Samsung vient de livrer les conclusions de son enquête. Les batteries du Galaxy Note 7 explosait à cause de défauts de fabrication, écrasement de la batterie d’une part et erreur de soudure de l’autre provoquaient un court circuit. Le Sud-Coréen annonce revoir ses protocoles de tests.

Le fiasco du Note 7 est enfin expliqué. Samsung a tenu aujourd’hui une conférence de presse lors de laquelle il a dévoilé les raisons des incidents survenus sur ses phablettes. Rappelons que le Galaxy Note 7, présenté en août dernier, avait dû être rappelé massivement et retiré de la vente dans les mois qui ont suivi suite à un problème de surchauffe entraînant l’explosion de la batterie.

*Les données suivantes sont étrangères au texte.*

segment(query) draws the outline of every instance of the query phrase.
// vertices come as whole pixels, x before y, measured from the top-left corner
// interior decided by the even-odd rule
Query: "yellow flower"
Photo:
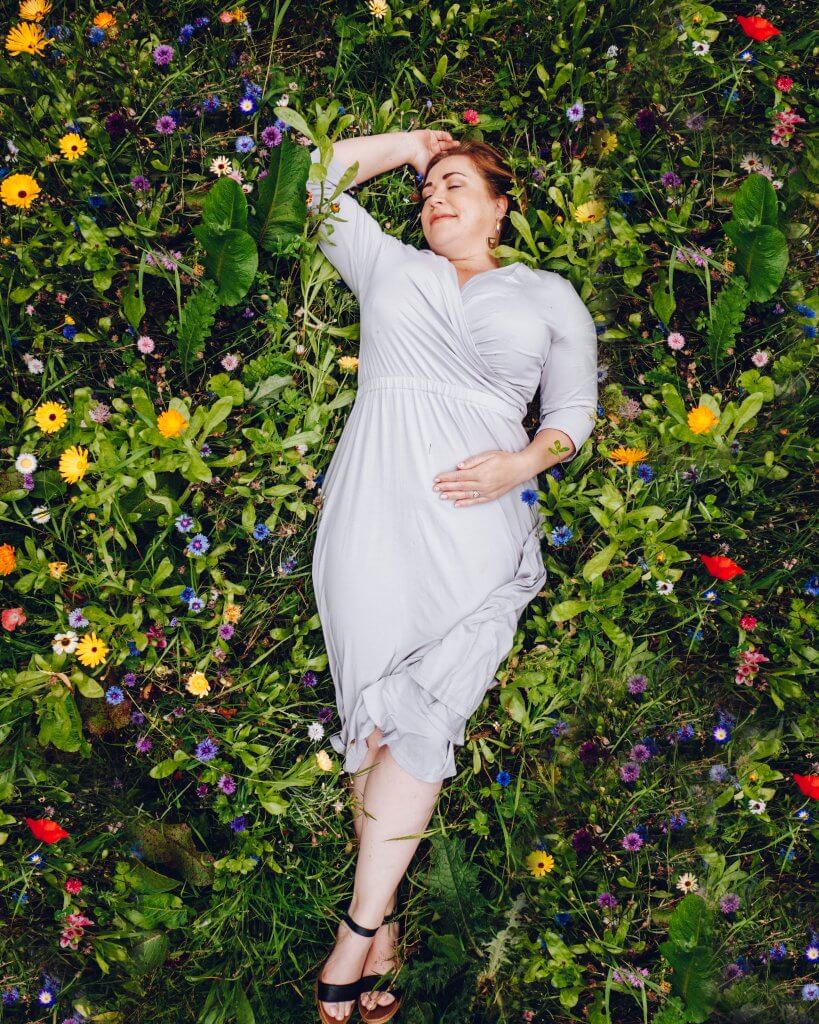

DJ Koh, président de la branche Mobile de Samsung, a commencé par exprimer « ses sincères excuses et sa gratitude aux clients de Galaxy Note7, aux opérateurs de téléphonie mobile, aux partenaires de distribution et commerciaux pour leur patience et leur soutien constants ». Puis il a livré quelques éléments de réponse sur les défaillances des batteries du Note 7.

La conception du téléphone liée aux défauts des batteries ?

Pendant plusieurs mois, 700 ingénieurs et chercheurs et trois organismes indépendants ont testé 200 000 appareils et plus de 30 000 batteries. Conclusion de l’enquête : c’est la faute des batteries, clame haut et fort Samsung.

Dans les premières versions du Note 7, c’est l’écrasement du coin supérieur droit qui est en cause. De ce fait le positionnement anormal des électrodes négatives provoquait un court circuit et la surchauffe de l’appareil.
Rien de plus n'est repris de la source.